When she finally was taken to Niagara Falls Memorial Medical Center, doctors and nurses spent considerable time cleaning shreds of newspapers out of her wounds. Newspapers were her mattress.

Farkas said she couldn’t believe that Harold Shaver “genuinely thought it was his mother’s wish that she decompose on a couch while he took her money and went drinking … In my opinion, sir, you killed your mother, and you did it by way of torture.”

“No,” Harold Shaver said quietly.

“Yes, you tortured your mother to death,” Farkas shot back. “Wake up and smell the roses.”

DeCastro said Harold Shaver was a regular at a Lewiston bar.

DeCastro said the windows of the home were covered with heavy curtains, plastic and old newspapers to keep anyone from looking in to see the squalor. The heat and lights were usually off.

“This is how she lived while he took her money and went to bars and watched sports,” Dorsey wrote. “I truly believe he hoped he would come home one night and find that she had died and everything would be all right.”

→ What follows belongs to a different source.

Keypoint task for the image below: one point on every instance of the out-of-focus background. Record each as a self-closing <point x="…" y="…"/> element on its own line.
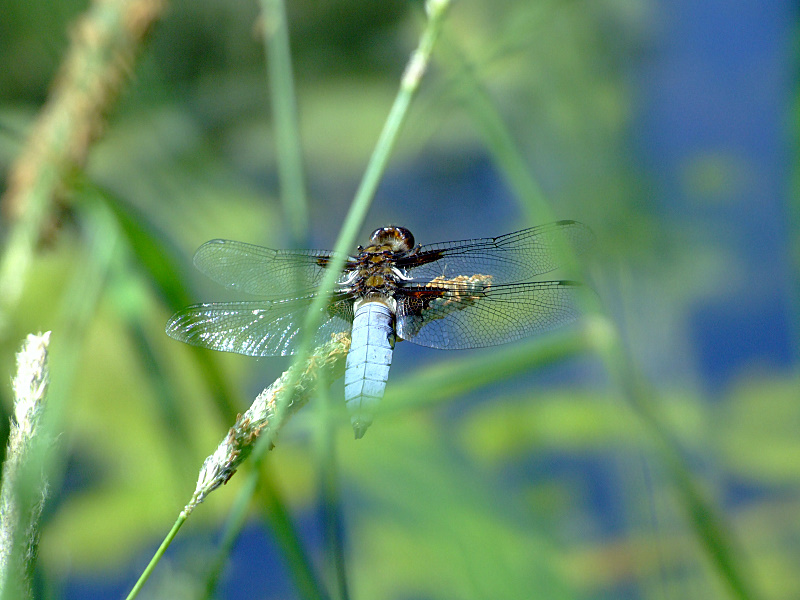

She said as time went on, she found it impossible to reach her mother on the phone when Harold Shaver wasn’t home. She accused him of unplugging the phone when he went out to help keep his secret.

DeCastro said it was Dorsey who called authorities Oct. 21, 2011, after Harold Shaver refused to let her see her mother.

Dorsey’s letter said to Harold Shaver, “You told her she was a terrible mother and you hated her and she had ruined your life.”

Dorsey wrote that in the hospital, her mother “readily accepted medical help.” Her letter claimed that Mary Shaver “shook her fist at [Harold] … She died referring to Mr. Shaver [in vulgar terms].”